Page MenuHomePhabricator

MassMessage problems - multiple deliveries and missing deliveries
Open, LowPublic

Description

In this week's delivery of Tech News, there were 2 problems.

The full target list was meant to be https://meta.wikimedia.org/wiki/Global_message_delivery/Targets/Tech_ambassadors

I definitely only clicked "Submit" once, so it's not an impatient user-error!

I'll tag this with WMF-JobQueue, which I suspect is related, in case that helps.

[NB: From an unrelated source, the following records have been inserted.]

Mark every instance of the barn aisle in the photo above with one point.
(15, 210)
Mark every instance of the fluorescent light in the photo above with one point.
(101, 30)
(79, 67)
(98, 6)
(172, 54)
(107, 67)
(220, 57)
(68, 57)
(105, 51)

See also this possibly related (recent) task? T232362: Massmessages not going through, log looks fine

Event Timeline

Quiddity created this task.Mon, Sep 9, 6:57 PM
Restricted Application added a subscriber: Aklapper. · View Herald TranscriptMon, Sep 9, 6:57 PM
Tgr added a subscriber: Tgr.Mon, Sep 9, 7:11 PM

Common reason for recipients not getting anything is T139380: MassMessage failed delivery claiming "readonly" although the page is not protected. It also has a (not user-friendly) script for identifying such issues.

Double-sending is maybe due to a job returning failed status (which causes it to be rescheduled) but successfully saving anyway. In theory all changes are rolled back on an error and this shouldn't happen, but maybe that logic is circumvented somehow.
If that's the case, you should be able to find the job errors in logstash.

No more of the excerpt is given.